Kemenkes Terbitkan SE tentang Pembagian Kompetensi Dokter Spesialis dan Subspesialis

Kehadiran SE ini diharapkan untuk menghindarkan konflik dan perdebatan di antara para dokter spesialis dalam menangani pasien lewat shared competency atau pembagian kompetensi.
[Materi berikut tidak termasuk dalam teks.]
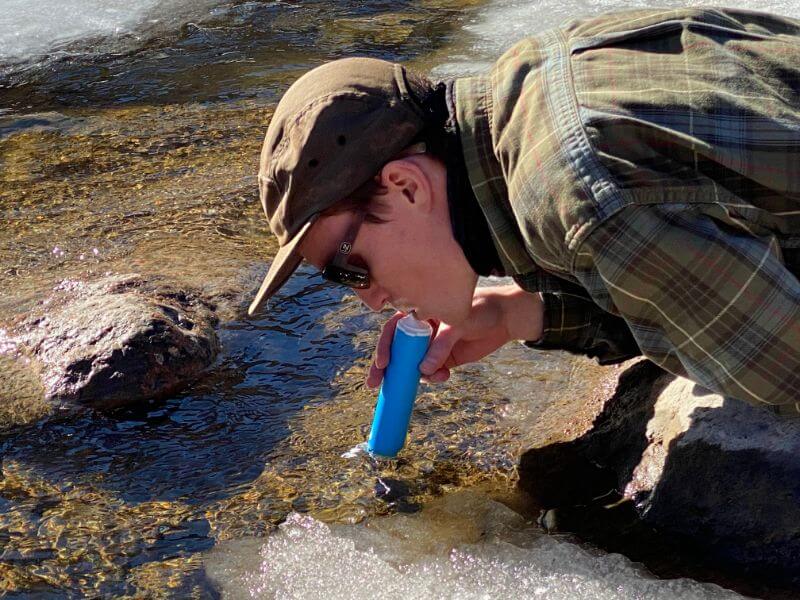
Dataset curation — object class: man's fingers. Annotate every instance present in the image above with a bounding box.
[373,312,405,368]
[419,324,459,381]
[422,368,450,383]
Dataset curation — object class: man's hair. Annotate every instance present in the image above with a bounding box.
[322,83,452,222]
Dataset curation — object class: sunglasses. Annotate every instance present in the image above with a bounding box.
[322,212,369,290]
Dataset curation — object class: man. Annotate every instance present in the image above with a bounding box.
[250,8,800,412]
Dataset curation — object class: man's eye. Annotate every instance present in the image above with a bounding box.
[347,255,367,269]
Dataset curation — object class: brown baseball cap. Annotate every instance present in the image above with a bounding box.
[248,58,433,315]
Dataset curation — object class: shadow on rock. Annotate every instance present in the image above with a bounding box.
[7,275,219,409]
[519,361,800,593]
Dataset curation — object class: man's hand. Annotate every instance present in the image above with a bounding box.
[367,285,543,388]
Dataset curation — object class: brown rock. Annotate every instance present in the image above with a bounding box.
[14,275,219,408]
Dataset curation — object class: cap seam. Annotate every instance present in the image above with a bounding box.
[267,91,400,183]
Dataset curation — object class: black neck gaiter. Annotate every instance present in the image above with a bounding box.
[439,80,504,277]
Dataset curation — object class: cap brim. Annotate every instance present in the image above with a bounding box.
[247,218,315,316]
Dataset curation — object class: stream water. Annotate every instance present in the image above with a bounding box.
[0,0,800,598]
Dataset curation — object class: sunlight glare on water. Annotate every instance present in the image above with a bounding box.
[0,0,219,63]
[206,492,741,600]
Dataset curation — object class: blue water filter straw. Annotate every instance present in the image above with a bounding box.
[367,312,433,458]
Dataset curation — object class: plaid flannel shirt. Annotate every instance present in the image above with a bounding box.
[453,8,800,410]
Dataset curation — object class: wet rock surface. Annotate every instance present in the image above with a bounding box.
[9,275,219,409]
[520,361,800,585]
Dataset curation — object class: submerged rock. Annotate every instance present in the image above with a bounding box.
[520,361,800,581]
[8,275,219,408]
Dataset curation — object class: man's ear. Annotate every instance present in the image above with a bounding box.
[380,158,433,210]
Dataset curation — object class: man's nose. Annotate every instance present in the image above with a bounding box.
[355,283,386,312]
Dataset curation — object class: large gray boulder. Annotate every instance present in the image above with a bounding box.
[12,275,219,408]
[520,361,800,581]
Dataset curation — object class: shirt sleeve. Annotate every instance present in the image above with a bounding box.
[523,293,641,365]
[574,205,800,412]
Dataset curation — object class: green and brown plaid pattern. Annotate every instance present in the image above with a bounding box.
[455,8,800,406]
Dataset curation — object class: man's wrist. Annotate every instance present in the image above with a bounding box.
[503,286,544,342]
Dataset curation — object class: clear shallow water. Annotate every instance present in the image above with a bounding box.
[0,0,785,597]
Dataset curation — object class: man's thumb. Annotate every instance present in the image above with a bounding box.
[419,323,458,375]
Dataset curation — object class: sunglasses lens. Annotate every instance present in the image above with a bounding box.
[322,265,369,290]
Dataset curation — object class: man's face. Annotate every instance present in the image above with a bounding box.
[300,157,477,324]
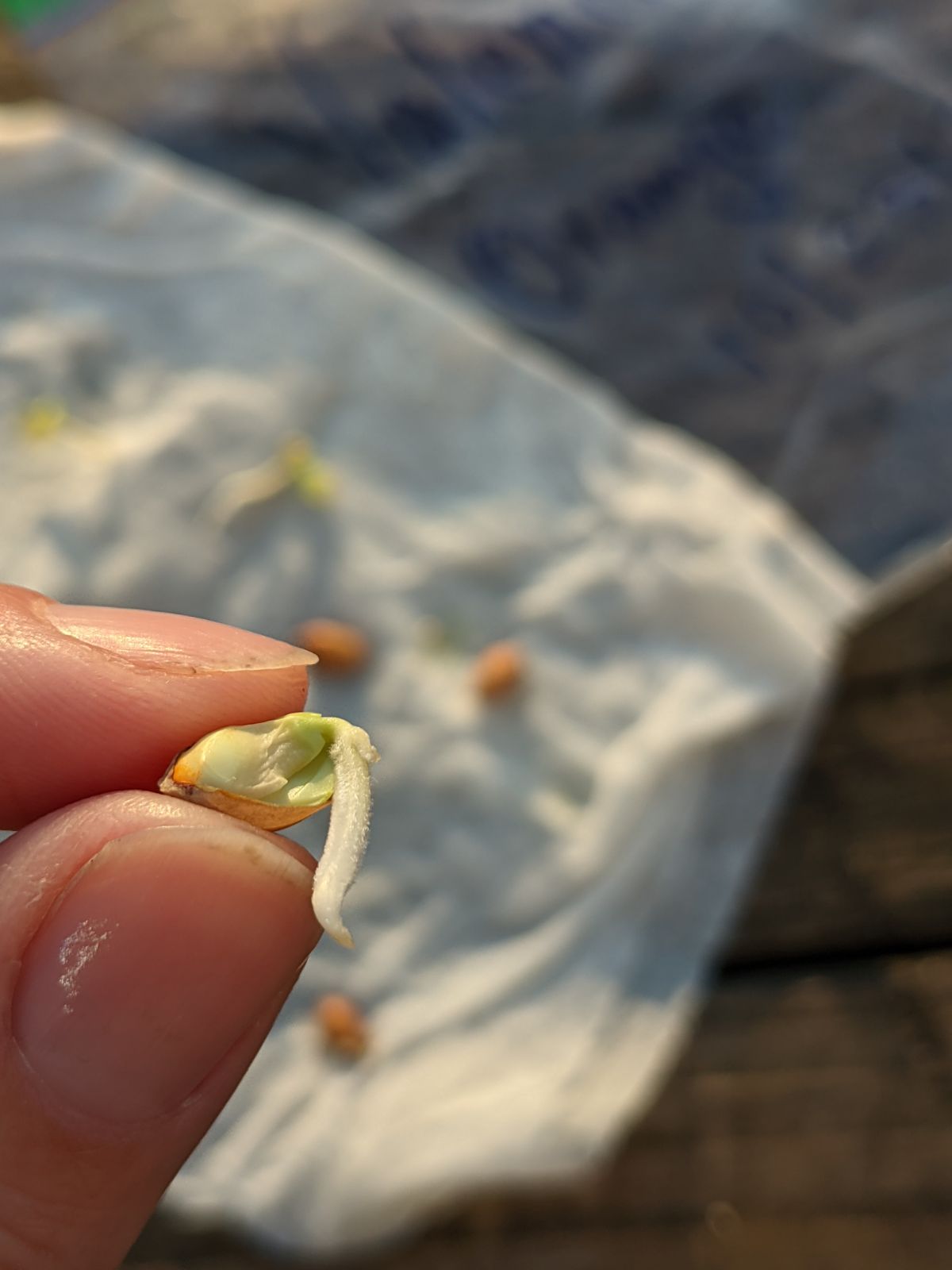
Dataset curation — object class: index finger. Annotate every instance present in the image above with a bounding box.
[0,586,316,829]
oleh Liputan6.com diperbarui 09 Jan 2023, 12:00 WIB
ilustrasi dokter/Photo by rawpixel.com from Pexels

Liputan6.com, Jakarta Kementerian Kesehatan RI menerbitkan surat edaran (SE) tentang pelayanan kesehatan bagi dokter spesialis dan dokter gigi serta dokter subspesialis. Kehadiran SE ini diharapkan untuk menghindarkan konflik dan perdebatan di antara para dokter spesialis dalam menangani pasien lewat shared competency atau pembagian kompetensi.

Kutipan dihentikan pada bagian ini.